A première vue, la saga ressemble à un simple roman policier : La tradition veut que Billy the Kid (alias William H. Bonney, Henry McCarty, Kid Antrim) ait été tué par le shérif Pat Garrett en 1881 et enterré à Fort Sumner, au Nouveau-Mexique. Mais en 1950, un Texan du nom de « Brushy Bill » Roberts a affirmé qu’il était le vrai Billy the Kid et que quelqu’un d’autre avait été tué à sa place. Il a déclaré qu’il avait vécu incognito pendant des décennies mais qu’il demandait enfin le pardon pour ses crimes. Roberts est mort plus tard cette année-là et est maintenant enterré à Hamilton, au Texas.

Comme si cela n’était pas assez compliqué, il y avait encore un autre prétendant au nom infâme : John Miller, qui est mort en 1937 et est enterré à Prescott, en Ariz.

Alors quelle histoire est correcte ? En juin dernier, deux shérifs du Nouveau-Mexique et le maire de Capitan, au Nouveau-Mexique, ont proposé une solution digne du XXIe siècle : Exhumer les restes des trois tombes et comparer l’ADN à un échantillon prélevé sur le corps de la mère de Billy the Kid, Catherine Antrim, qui est enterrée à Silver City, N.M. Les résultats confirmeraient l’une des histoires, ou au moins réfuteraient les affirmations des imposteurs.

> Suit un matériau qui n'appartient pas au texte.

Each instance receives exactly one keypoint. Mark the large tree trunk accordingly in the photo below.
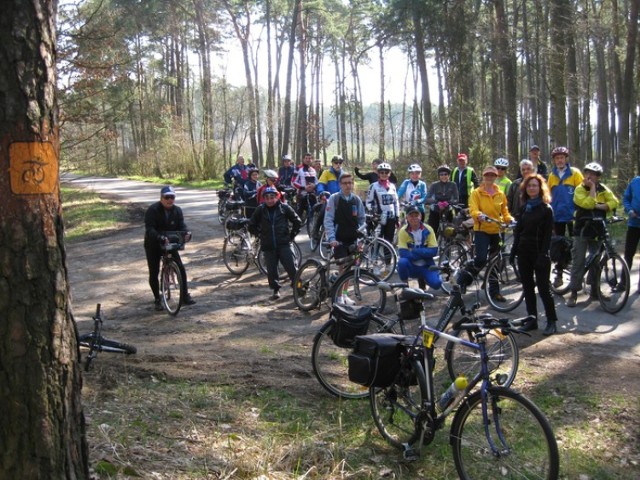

« Cette partie de notre histoire est quelque chose que nous devons prouver et sur laquelle nous devons nous appuyer », a déclaré Gary Graves, le shérif du comté de De Baca, qui englobe Fort Sumner. « D’autres personnes dans d’autres États ont fait cela avec Jesse James. Ils veulent prouver leur histoire. Et si l’histoire doit changer, qu’il en soit ainsi. »

Mais il s’avère que le mystère de Billy the Kid n’est pas si simple : Il touche plutôt aux rebondissements de l’histoire du Old West ainsi qu’à la politique et à l’économie du New West.

Graves, ainsi que le shérif du comté de Lincoln, Tom Sullivan, et le maire de Capitan, Steve Sederwall, ont demandé au tribunal du 6e district du Nouveau-Mexique une injonction leur permettant d’exhumer les restes de Catherine Antrim et d’extraire un échantillon de tissu pour des tests ADN. Ils affirment que le seul héritier présumé de Billy the Kid, l’arrière-petit-fils autoproclamé Elbert Garcia, soutient cette demande. Graves a même ouvert un dossier officiel d’enquête sur la mort de Billy the Kid (dossier n° 03-06-136-01, « ouvert le 6/7/03 »).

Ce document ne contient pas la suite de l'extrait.